We accept too easily the scale of harm from smoking. We’ve lost our capacity to be shocked because we’re not right next to the person gasping their last breaths in a hospital bed.
We didn’t know until recently that smoking has killed 8 million people in the UK since the early 1970s. And in the North East, 113,000 people have been killed by tobacco since the year 2000. That’s two football stadiums filled with mums, dads, grandparents, sons and daughters from entirely avoidable causes.
So the report needed to be bold and ambitious and it is, with one policy catching the eye more than others: raising the age of sale for tobacco like the US and potentially New Zealand.
Let’s be clear – this is not about preventing adult smokers from buying cigarettes. It would ensure that children aged 15, 14 or 13 today are protected from the biggest, single threat to their health and wealth to their lives in getting hooked on smoking. The review also covers many other life-saving policies few could argue with – more support for smokers, more awareness campaigns, a bigger role for switching to vaping and a greater role for the NHS around prevention.
We will now hear loud shouts of outrage from the tobacco industry and front groups pretending to represent smokers. But the truth is that efforts to reduce smoking are hugely popular. Only 6 per cent of people think the government is doing too much on smoking.
Alys Watson Brown, political commentator, argues NO
This government appears to be crashing along two paths with outcomes that can never meet. On the one hand, you have Boris Johnson, desperately trying to re-appease a tired electorate and a roster of exasperated Tory loyalists frustrated over tax rises. On the other, you have Sajid Javid, who repeatedly confuses politics as a pseudonym for public health.

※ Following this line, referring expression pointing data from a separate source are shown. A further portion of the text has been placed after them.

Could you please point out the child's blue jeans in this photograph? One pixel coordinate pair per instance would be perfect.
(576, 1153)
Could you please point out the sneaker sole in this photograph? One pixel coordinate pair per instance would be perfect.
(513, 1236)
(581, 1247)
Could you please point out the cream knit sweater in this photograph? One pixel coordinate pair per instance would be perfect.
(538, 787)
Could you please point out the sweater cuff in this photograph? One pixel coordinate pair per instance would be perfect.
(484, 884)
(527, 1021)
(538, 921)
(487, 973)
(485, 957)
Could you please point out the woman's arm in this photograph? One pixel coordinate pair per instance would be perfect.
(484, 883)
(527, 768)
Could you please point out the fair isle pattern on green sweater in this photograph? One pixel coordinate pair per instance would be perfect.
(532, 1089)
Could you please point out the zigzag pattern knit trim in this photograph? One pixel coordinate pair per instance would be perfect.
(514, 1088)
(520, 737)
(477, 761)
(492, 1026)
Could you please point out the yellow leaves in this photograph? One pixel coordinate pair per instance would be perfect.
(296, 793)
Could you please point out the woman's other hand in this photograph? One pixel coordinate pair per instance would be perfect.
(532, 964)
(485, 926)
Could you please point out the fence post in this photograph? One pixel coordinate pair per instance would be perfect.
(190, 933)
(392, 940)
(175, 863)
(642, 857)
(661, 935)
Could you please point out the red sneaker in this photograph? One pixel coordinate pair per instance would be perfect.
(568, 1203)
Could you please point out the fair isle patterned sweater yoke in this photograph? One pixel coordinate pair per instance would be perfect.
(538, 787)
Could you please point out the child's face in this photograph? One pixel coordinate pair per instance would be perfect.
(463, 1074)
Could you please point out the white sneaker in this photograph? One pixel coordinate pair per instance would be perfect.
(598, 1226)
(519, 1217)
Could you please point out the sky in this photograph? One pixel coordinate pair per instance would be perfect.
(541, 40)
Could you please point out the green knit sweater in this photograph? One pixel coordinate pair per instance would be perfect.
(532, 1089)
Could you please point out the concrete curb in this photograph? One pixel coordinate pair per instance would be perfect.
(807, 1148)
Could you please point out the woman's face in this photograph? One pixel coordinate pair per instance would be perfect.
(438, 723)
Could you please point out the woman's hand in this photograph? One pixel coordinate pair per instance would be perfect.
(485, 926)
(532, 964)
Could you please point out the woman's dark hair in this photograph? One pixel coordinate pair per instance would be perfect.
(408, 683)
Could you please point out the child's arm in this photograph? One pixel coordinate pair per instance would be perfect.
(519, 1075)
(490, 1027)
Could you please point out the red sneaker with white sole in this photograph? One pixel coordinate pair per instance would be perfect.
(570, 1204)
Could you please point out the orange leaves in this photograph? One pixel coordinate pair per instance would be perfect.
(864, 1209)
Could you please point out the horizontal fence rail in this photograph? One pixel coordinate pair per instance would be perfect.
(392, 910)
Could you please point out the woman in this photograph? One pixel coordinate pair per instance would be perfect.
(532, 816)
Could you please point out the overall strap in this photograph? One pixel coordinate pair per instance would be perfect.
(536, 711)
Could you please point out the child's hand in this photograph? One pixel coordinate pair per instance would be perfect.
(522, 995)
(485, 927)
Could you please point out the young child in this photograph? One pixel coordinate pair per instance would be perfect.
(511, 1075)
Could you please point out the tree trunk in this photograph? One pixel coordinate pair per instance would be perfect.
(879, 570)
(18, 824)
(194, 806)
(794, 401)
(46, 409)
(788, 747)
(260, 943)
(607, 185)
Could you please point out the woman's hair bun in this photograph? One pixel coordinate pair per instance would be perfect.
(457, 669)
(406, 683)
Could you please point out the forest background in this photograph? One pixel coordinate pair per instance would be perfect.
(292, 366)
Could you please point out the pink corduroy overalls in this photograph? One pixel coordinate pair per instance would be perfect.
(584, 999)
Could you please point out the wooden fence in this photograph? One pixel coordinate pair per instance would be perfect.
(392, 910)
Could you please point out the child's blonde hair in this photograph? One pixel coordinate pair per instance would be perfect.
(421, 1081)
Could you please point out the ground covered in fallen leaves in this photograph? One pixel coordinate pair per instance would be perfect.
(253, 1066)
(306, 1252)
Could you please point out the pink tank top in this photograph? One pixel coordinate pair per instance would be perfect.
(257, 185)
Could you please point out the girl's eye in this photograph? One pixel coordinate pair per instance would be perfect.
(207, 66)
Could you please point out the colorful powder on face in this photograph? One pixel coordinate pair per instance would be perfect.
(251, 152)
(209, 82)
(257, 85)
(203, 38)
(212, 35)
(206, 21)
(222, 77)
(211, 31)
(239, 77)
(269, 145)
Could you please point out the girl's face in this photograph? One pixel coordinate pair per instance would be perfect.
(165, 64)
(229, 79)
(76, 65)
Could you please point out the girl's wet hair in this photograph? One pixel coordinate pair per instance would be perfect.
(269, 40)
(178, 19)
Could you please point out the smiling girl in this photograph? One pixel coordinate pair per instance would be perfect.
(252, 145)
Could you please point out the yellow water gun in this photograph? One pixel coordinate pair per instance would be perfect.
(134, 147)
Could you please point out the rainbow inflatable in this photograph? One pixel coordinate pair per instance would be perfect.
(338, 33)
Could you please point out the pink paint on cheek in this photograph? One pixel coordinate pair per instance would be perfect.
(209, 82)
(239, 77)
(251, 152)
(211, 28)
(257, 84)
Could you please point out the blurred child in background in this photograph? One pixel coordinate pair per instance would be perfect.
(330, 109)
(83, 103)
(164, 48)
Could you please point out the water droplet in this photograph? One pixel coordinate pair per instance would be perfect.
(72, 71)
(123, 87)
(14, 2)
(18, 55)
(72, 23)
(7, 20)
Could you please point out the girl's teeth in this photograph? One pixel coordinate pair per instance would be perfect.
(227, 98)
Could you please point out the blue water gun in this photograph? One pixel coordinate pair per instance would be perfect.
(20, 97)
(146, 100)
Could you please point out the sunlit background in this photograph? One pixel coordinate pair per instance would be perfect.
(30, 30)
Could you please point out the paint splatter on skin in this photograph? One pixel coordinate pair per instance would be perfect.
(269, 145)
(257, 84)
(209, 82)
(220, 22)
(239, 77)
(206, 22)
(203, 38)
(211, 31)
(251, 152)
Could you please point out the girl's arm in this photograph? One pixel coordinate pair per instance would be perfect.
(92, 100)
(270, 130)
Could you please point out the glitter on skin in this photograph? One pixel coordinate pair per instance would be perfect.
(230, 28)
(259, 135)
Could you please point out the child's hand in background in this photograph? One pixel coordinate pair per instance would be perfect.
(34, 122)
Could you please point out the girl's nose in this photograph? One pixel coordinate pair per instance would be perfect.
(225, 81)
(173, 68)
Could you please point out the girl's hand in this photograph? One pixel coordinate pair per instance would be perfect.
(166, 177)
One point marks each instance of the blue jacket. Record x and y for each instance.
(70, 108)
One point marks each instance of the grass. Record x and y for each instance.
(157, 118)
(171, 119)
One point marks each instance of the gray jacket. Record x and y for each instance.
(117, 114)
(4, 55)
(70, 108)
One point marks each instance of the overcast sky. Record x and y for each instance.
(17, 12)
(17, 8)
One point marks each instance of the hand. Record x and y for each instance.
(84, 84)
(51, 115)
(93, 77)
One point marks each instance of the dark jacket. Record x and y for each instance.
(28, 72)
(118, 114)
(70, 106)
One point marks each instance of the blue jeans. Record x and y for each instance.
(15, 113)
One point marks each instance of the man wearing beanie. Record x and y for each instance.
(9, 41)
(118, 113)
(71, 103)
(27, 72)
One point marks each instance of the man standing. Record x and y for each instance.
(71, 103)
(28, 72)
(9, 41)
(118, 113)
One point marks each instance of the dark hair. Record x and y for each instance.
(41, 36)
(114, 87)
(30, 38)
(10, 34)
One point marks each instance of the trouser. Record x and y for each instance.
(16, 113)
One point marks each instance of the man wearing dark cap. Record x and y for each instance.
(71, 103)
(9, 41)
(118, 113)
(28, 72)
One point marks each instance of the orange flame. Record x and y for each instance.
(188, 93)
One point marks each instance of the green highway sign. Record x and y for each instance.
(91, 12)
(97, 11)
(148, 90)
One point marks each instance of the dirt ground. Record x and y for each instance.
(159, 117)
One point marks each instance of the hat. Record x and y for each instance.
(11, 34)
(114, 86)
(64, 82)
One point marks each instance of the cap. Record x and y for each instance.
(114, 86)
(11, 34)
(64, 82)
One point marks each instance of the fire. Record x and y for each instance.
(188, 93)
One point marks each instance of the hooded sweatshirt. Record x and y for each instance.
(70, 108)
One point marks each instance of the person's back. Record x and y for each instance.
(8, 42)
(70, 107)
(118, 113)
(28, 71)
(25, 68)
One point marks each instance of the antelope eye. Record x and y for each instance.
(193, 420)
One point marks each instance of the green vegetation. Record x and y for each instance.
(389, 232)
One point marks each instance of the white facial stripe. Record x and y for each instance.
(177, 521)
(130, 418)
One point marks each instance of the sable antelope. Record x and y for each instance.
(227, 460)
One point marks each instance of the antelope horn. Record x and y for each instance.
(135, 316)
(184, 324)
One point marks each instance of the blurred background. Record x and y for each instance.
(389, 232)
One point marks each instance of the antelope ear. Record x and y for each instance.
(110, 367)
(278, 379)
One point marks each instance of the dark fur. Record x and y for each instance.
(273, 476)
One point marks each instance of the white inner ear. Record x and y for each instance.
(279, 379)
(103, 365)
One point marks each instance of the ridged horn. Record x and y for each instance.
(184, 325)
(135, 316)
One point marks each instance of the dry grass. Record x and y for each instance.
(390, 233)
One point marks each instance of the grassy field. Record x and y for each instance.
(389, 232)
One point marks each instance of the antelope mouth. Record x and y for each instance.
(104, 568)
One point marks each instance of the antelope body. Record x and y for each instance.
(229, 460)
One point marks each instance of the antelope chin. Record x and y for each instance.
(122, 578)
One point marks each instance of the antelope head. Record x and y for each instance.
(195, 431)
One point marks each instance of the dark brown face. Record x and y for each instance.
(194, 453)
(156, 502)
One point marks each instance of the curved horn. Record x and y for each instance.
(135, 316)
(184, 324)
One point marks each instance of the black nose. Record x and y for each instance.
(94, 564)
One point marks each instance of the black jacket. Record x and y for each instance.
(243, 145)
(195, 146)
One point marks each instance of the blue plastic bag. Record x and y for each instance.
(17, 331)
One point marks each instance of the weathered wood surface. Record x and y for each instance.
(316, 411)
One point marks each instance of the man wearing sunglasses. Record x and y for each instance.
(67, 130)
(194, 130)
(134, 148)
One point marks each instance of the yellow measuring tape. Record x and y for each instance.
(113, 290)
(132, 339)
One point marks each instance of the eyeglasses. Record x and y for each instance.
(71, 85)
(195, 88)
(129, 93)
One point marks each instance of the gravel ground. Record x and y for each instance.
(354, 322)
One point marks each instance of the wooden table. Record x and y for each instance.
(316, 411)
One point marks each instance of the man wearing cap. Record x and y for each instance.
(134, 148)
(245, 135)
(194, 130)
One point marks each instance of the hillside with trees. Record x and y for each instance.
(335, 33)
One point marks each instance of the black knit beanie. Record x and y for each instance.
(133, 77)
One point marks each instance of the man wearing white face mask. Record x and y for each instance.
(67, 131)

His latest review into UK health disparities declares that a smoke free society should soon be a “social norm”, and one of the best ways to achieve that is to target younger consumers. The number of 18-24 year olds who smoked increased during the pandemic to one in three. Funny what happens when you shove young people into isolation for 18 months, isn’t it?
This is wrong. Firstly, what is a social norm in the UK is the acceptance that 18 is the age when citizens are able to make decisions all risks considered. Why is smoking different to, say, alcohol, when the difference in annual cost to the NHS is minimal and both have been linked to cancers and reduced quality of life?
Secondly, this policy operates under the ludicrous assumption that attitudes towards smoking suddenly ‘change’ in those precious three years between 18-21. In fact you could argue that is when most young adults experiment, have a bit of fun and then make the active choice that habits such as binge drinking and smoking perhaps don’t serve them well for the future.
Finally, this is not a policy which Johnson wants associated with his legacy. It is not a vote winner, and certainly is not a topic voters want to be reading about or need solutions to at present. They have had enough of politicians acting in loco parentis. Perhaps equip younger voters with prospects for a better life before lecturing them about ‘health’, perhaps ease the repayment of student loans, create more apprenticeships, or find a solution to the impending doom of never getting on the property ladder, to name but a few. People then might be in a place to start looking inward at dangerous habits.
For his own sake and for voters’, this policy is best placed in the bottom drawer until further notice.